Coal, oil industries see brighter future after Trump victory
While the world’s financial markets were rocked Wednesday after US Republican candidate Donald Trump won the race for the White House, the country’s coal and oil industries began counting the days to see promises become reality.
Throughout his campaign Trump repeatedly vowed to save the coal industry after years of bankruptcies and dwindling job prospects for miners.
The president-elect also said he would pull back regulations that weighed on the sector, as well as the oil industry, end the US participation in international climate agreements and review a deal to lift sanctions on oil-rich Iran.
He has said he is committed to ease regulations, lift limits on mining and drilling on federal land and promote the construction of energy-related infrastructure such as controversial oil and gas pipelines.
So if all of that is true, the oil and gas industry is a clear winner of this election, Alexandre Andlauer, head of oil and gas at Alphavalue, told WSJ.com. “Pipeline players and suppliers first, then all shale players, followed by the conventional ones (…) US oil companies have a better future today than yesterday.”

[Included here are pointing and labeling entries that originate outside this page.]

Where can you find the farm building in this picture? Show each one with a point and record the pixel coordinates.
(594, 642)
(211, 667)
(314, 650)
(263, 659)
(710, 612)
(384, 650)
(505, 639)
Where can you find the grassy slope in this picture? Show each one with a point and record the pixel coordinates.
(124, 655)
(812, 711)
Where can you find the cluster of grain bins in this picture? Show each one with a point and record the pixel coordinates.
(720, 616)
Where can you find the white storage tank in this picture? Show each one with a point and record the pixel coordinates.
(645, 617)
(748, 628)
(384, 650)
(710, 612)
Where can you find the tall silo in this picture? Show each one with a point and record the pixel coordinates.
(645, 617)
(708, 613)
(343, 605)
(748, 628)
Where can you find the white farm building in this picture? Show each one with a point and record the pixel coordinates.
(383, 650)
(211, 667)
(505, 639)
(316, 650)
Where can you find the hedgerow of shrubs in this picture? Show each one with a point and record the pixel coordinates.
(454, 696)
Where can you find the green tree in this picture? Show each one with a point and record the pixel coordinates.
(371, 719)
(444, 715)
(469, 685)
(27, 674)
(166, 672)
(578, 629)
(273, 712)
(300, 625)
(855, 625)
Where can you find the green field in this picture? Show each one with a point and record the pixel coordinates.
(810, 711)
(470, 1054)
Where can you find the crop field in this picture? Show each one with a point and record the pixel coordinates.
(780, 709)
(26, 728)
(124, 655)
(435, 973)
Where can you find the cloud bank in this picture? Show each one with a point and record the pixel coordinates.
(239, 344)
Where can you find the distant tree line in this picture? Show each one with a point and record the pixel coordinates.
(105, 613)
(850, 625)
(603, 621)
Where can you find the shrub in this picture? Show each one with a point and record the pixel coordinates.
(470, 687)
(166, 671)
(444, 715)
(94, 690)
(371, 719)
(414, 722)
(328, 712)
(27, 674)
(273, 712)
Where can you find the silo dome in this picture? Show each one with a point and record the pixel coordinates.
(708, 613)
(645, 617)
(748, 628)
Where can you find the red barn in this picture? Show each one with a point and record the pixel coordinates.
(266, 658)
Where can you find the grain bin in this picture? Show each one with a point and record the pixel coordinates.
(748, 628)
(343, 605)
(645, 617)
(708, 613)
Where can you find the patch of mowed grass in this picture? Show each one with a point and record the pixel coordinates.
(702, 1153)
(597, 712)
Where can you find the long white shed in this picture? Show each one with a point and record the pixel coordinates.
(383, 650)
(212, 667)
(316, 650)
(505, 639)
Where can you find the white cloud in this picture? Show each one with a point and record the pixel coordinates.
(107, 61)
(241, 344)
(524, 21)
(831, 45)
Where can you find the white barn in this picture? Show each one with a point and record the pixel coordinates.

According to an analysis by S&P Global Market Intelligence, Trump could face some difficulty reviving the coal sector as he has also promised to increase domestic natural gas production.
“In addition to federal regulations aimed at reducing carbon emissions, the coal industry has been weighed down by competition from low-cost natural gas, which has allowed the nation’s utilities an affordable way to transition away from coal,” the analysts write.
Coal prices already are enjoying an unexpected, but welcome bonanza after China, the world’s largest consumer, cut domestic production, forcing power plants to import the commodity. The cost of thermal coal in the Australian port of Newcastle, a benchmark for Asia, has more than doubled since January to a four-year high of $114.75 a tonne.
The renewable sector, on the other hand, may see challenging times ahead as Trump often questioned federal support for solar and wind projects during his campaign. Analysts are already predicting a rollback of green energy subsidies in the coming year.